Kyle Tapley, senior agricultural meteorologist for MDA Weather Services spoke at the Intl FCStone Agricultural and Economic Outlook Meeting in Las Vegas recently, according to AgWeb. "Once drought is in place, it can be self-sustaining and perpetuating," he says. "We’ve been in a very persistent pattern through the winter to date."
Tapley also looked back at weather records over the last 60 years, looking at droughts in 1953, 1955, 1970, 1983 and 1988. Only the 1988 drought was similar in scale and intensity, but all of those droughts tended to linger into the next year. The only saving grace is that dryness was not as extreme in the following summer, he says.
El Nino and La Nina ocean temperatures are also in a neutral phase this year, so they are not expected to be a big driver of weather patterns and rain events.
Thankfully, large snow dumps this past week have helped, but have not been a “drought buster” as some have been forecasting.
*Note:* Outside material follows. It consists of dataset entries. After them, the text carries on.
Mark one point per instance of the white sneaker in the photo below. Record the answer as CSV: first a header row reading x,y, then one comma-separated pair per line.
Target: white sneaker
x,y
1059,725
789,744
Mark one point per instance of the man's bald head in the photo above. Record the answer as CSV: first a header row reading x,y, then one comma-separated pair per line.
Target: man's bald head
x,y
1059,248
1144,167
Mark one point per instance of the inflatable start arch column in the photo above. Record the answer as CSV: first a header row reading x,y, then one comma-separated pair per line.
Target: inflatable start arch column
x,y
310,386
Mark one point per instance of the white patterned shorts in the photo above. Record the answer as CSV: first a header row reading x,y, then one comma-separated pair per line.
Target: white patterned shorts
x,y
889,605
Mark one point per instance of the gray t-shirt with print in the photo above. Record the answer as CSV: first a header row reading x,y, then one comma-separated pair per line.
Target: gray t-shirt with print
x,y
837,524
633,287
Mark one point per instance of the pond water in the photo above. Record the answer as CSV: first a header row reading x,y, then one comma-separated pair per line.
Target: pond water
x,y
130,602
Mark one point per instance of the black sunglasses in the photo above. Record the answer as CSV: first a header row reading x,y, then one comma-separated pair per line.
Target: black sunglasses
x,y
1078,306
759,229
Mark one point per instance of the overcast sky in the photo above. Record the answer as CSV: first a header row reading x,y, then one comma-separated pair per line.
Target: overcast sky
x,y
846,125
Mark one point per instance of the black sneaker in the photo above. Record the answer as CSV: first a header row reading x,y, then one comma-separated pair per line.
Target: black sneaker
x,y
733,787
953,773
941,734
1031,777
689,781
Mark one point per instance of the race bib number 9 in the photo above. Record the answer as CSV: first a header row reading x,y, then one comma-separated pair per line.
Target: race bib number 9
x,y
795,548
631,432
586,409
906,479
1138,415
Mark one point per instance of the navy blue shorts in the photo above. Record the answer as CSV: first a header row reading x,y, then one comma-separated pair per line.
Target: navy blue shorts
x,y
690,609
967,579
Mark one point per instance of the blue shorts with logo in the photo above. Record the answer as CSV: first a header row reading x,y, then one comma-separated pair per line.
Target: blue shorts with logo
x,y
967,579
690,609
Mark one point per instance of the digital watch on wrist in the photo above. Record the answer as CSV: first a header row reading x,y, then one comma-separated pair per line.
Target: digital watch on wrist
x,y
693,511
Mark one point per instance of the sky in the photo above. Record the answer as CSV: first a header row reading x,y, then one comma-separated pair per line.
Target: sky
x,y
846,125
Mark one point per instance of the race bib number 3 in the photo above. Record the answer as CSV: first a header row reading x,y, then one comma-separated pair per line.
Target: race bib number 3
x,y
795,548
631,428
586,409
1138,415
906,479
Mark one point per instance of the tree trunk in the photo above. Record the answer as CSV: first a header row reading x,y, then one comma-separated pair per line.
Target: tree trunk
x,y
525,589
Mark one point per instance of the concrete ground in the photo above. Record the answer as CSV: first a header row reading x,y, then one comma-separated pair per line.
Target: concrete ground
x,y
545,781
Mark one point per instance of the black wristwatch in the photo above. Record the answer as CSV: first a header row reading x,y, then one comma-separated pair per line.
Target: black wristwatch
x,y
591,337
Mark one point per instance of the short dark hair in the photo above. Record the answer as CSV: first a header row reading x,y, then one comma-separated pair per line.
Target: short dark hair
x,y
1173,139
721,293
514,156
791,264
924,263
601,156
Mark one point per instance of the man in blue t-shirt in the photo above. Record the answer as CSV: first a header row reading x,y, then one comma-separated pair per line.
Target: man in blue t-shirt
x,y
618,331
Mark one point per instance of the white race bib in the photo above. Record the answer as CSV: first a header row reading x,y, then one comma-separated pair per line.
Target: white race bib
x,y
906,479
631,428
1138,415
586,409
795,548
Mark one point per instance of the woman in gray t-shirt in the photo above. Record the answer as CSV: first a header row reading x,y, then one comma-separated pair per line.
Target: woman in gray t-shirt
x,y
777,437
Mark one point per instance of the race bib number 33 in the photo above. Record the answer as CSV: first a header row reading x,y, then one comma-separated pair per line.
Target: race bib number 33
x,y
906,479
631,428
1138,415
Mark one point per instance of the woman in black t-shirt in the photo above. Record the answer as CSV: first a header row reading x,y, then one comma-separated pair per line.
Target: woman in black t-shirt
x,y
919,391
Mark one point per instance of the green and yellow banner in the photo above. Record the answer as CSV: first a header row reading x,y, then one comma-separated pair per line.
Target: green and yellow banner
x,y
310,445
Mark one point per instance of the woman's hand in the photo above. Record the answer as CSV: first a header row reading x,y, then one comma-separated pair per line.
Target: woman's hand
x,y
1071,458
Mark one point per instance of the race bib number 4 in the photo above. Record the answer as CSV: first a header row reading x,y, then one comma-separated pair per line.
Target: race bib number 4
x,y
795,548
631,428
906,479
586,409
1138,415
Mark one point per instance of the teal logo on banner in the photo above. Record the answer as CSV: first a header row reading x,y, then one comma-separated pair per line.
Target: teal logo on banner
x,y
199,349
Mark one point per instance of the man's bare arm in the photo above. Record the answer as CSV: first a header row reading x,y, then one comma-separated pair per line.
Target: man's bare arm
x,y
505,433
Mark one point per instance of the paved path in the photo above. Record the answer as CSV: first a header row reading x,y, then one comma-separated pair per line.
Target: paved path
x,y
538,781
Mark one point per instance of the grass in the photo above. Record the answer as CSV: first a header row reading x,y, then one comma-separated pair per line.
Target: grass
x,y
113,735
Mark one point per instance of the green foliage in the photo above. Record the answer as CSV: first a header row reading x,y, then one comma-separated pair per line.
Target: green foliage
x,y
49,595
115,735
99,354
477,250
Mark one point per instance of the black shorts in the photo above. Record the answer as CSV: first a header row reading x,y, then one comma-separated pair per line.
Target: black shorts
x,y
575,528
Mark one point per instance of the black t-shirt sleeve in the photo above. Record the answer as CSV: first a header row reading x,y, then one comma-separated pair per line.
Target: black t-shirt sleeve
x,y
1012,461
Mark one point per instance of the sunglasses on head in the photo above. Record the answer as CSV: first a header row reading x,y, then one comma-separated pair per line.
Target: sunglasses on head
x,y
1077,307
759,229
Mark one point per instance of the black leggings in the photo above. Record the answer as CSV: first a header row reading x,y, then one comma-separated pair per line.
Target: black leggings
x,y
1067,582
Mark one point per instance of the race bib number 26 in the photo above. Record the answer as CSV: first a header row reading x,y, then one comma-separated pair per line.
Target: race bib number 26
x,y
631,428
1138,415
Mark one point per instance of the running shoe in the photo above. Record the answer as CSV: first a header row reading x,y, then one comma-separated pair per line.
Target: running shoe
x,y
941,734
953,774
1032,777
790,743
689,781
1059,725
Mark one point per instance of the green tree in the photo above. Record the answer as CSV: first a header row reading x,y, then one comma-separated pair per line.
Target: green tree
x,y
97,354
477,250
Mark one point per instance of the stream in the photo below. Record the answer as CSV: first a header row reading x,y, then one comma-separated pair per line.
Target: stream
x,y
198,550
State climatologist, Al Dutcher, recently gave an update at the Women in Ag conference and shared that he is ”not overly optimistic, but at least I’m optimistic from the standpoint that I’m seeing features in the atmosphere that might give us the ability to generate some more—better—spring storm activity than we’ve been accustomed to over this last 15-month period.”
Despite the weather experts’ forecasts, the USDA expects a full recovery, estimating that U.S. farmers are likely to produce a record 14.53 billion bushels of corn and a record 3.405 billion bushels of soybeans in 2013.